(DEPRECATED) Apache Flink User Mailing List archive.

Re: Task manager not able to rejoin job manager after network hicup

Posted by jelmer on
URL: http://deprecated-apache-flink-user-mailing-list-archive.369.s1.nabble.com/Task-manager-not-able-to-rejoin-job-manager-after-network-hicup-tp18525p18534.html

We found out there's a taskmanager.exit-on-fatal-akka-error property that will restart flink in this situation but it is not enabled by default and that feels like a rather blunt tool. I expect systems like this to be more resilient to this

On 23 February 2018 at 14:42, Aljoscha Krettek <[hidden email]> wrote:

@Till Is this the expected behaviour or do you suspect something could be going wrong?
On 23. Feb 2018, at 08:59, jelmer <[hidden email]> wrote:
We've observed on our flink 1.4.0 setup that if for some reason the networking between the task manager and the job manager gets disrupted then the task manager is never able to reconnect.

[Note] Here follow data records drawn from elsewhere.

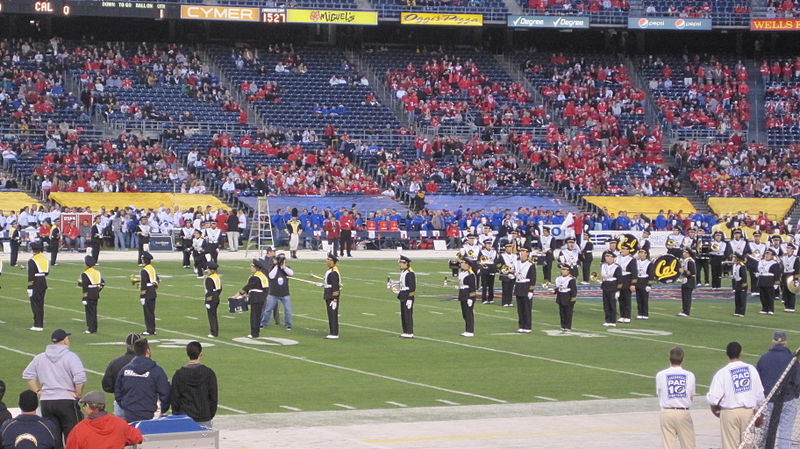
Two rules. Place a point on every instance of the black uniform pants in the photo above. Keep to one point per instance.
(407, 316)
(487, 287)
(716, 271)
(37, 307)
(469, 316)
(524, 312)
(65, 414)
(90, 308)
(211, 311)
(333, 316)
(610, 305)
(256, 310)
(565, 312)
(149, 308)
(508, 290)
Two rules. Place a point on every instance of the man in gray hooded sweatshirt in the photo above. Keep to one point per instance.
(57, 376)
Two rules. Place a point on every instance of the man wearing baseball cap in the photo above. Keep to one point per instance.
(100, 430)
(58, 376)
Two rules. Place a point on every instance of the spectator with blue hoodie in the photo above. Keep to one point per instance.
(140, 384)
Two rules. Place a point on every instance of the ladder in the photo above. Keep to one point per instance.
(260, 228)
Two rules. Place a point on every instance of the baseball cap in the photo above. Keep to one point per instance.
(59, 335)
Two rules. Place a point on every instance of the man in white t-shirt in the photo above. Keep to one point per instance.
(675, 388)
(735, 393)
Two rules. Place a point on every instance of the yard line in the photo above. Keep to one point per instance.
(231, 409)
(293, 357)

You'll end up with messages like this getting printed to the log repeatedly
Trying to register at JobManager akka.tcp://flink@jobmanager:6123/user/jobmanager (attempt 17, timeout: 30000 milliseconds)
Quarantined address [akka.tcp://flink@jobmanager:6123] is still unreachable or has not been restarted. Keeping it quarantined.
Or alternatively
Tried to associate with unreachable remote address [akka.tcp://flink@jobmanager:6123]. Address is now gated for 5000 ms, all messages to this address will be delivered to dead letters. Reason: [The remote system has quarantined this system. No further associations to the remote system are possible until this system is restarted.
But it never recovers until you either restart the job manager or the task manager

I was able to successfully reproduce this behaviour in two docker containers here :

https://github.com/jelmerk/flink-worker-not-rejoining

Has anyone else seen this problem ?